With house prices falling nearly 16% during 2008 and the housing market not expected to bottom out until the end of 2009 moving house is off the immediate agenda for many homeowners. They are looking instead to add value to their existing properties to increase their saleability when the market does recover. Whether you are looking to move, or simply to improve the allure and comfort of your existing living space, hardwood flooring can make an attractive and cost-effective addition to any home.

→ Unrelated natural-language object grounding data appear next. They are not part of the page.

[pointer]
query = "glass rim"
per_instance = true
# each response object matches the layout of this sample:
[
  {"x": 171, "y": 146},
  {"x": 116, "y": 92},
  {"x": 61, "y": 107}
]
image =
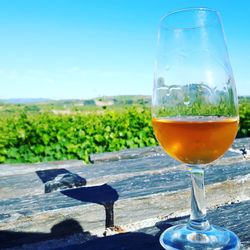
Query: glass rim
[{"x": 183, "y": 10}]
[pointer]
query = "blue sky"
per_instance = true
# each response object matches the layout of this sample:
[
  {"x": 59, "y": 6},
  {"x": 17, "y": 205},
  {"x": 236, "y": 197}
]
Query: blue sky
[{"x": 90, "y": 48}]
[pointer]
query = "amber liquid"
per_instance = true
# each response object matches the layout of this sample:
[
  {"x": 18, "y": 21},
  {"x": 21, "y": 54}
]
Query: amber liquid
[{"x": 196, "y": 141}]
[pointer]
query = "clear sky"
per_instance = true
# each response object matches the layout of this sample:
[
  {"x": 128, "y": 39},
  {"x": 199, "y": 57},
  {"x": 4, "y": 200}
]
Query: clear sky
[{"x": 90, "y": 48}]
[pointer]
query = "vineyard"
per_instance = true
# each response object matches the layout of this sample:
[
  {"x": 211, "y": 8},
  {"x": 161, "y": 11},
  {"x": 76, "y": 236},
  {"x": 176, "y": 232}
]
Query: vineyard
[{"x": 32, "y": 136}]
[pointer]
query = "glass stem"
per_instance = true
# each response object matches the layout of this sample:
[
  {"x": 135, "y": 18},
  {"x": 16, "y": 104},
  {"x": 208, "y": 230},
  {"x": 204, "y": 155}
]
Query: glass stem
[{"x": 198, "y": 219}]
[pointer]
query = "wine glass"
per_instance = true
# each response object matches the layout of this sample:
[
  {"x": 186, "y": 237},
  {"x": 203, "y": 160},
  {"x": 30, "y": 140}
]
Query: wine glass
[{"x": 194, "y": 113}]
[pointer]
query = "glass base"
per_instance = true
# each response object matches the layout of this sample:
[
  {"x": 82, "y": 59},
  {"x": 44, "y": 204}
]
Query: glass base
[{"x": 184, "y": 237}]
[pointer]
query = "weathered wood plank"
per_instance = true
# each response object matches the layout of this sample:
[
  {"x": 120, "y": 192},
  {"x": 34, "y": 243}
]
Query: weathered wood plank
[
  {"x": 156, "y": 185},
  {"x": 235, "y": 217},
  {"x": 17, "y": 185},
  {"x": 129, "y": 186}
]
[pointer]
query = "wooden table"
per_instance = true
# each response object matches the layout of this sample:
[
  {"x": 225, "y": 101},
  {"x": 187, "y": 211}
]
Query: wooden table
[{"x": 129, "y": 196}]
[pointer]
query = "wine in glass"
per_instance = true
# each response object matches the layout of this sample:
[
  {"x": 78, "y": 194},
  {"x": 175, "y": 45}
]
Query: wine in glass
[{"x": 194, "y": 113}]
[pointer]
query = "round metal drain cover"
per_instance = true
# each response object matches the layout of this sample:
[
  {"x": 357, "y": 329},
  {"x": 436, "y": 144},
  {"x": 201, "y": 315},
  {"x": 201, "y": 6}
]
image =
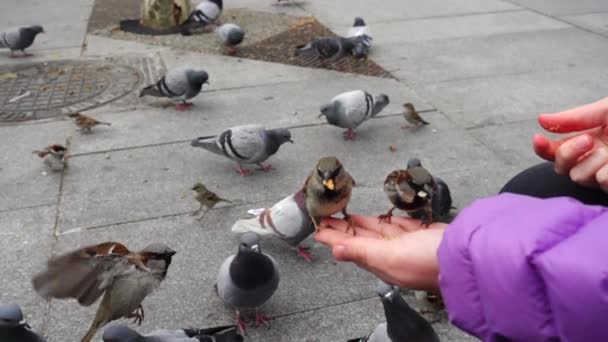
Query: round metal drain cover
[{"x": 45, "y": 90}]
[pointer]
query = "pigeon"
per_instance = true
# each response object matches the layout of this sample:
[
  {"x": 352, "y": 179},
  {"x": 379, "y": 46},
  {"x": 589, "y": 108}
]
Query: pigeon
[
  {"x": 179, "y": 85},
  {"x": 20, "y": 39},
  {"x": 328, "y": 190},
  {"x": 230, "y": 35},
  {"x": 122, "y": 333},
  {"x": 123, "y": 277},
  {"x": 206, "y": 197},
  {"x": 13, "y": 328},
  {"x": 247, "y": 144},
  {"x": 362, "y": 38},
  {"x": 53, "y": 156},
  {"x": 288, "y": 219},
  {"x": 441, "y": 199},
  {"x": 349, "y": 110},
  {"x": 205, "y": 13},
  {"x": 328, "y": 49},
  {"x": 248, "y": 279},
  {"x": 403, "y": 324},
  {"x": 410, "y": 190},
  {"x": 86, "y": 123},
  {"x": 412, "y": 117}
]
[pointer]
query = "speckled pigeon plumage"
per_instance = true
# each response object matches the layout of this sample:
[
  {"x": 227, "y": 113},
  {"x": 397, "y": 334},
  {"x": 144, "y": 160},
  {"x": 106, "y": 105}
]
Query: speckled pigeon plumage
[
  {"x": 248, "y": 279},
  {"x": 122, "y": 333},
  {"x": 178, "y": 84},
  {"x": 246, "y": 144},
  {"x": 13, "y": 328},
  {"x": 288, "y": 219},
  {"x": 361, "y": 37},
  {"x": 349, "y": 110},
  {"x": 20, "y": 38},
  {"x": 326, "y": 48}
]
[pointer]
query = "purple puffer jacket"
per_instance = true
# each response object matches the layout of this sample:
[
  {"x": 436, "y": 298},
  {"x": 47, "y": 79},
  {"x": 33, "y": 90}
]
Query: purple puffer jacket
[{"x": 517, "y": 268}]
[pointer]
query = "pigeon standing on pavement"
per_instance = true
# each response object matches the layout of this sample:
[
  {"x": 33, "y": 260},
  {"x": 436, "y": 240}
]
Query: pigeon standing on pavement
[
  {"x": 247, "y": 144},
  {"x": 349, "y": 110},
  {"x": 13, "y": 328},
  {"x": 361, "y": 37},
  {"x": 205, "y": 13},
  {"x": 288, "y": 219},
  {"x": 441, "y": 199},
  {"x": 121, "y": 333},
  {"x": 328, "y": 49},
  {"x": 180, "y": 85},
  {"x": 53, "y": 156},
  {"x": 412, "y": 117},
  {"x": 123, "y": 277},
  {"x": 328, "y": 190},
  {"x": 20, "y": 39},
  {"x": 230, "y": 35},
  {"x": 86, "y": 123},
  {"x": 248, "y": 279},
  {"x": 403, "y": 324}
]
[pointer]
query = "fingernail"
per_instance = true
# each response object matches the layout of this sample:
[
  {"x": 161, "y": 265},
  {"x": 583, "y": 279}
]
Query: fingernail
[{"x": 583, "y": 142}]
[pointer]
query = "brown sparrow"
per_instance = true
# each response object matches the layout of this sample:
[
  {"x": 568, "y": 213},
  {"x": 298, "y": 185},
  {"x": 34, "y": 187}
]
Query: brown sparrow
[
  {"x": 53, "y": 156},
  {"x": 124, "y": 278},
  {"x": 412, "y": 117},
  {"x": 85, "y": 123},
  {"x": 327, "y": 190},
  {"x": 410, "y": 190}
]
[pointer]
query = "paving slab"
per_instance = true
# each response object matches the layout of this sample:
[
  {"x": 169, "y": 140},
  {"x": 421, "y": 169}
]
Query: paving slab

Hardwoods such as maple, oak and walnut are more durable than softwoods and available in natural variations of colour and grain, unfinished, factory finished, or engineered. Engineered wood is constructed from several tightly compressed layers, or veneers, of hardwood; as such it is less flexible than solid wood, and suitable for use with underfloor heating, if you place an emphasis on green energy, and reducing your carbon footprint, in designing the interior of your home. Solid hardwood can be sanded to remove scratches whereas engineered wood has a top layer of hardwood that is only a few millimetres thick limiting the possibilities for sanding. Both types of flooring require minimal maintenance, however, and unlike carpet, for example, do not harbour mould, mildew and other allergens. Hardwood floors can be maintained by regular sweeping or vacuuming and occasional treatment with a cleaning product recommended by the manufacturer.
Hardwood flooring is water resistant, rather than waterproof, so while it can become an important component of bedroom design, or kitchen design, it is less suitable for bathrooms or other “wet” areas where staining or cracking can occur. Carefully chosen, correctly installed, and properly cared for, however, hardwood flooring will age beautifully and retain its character for many years.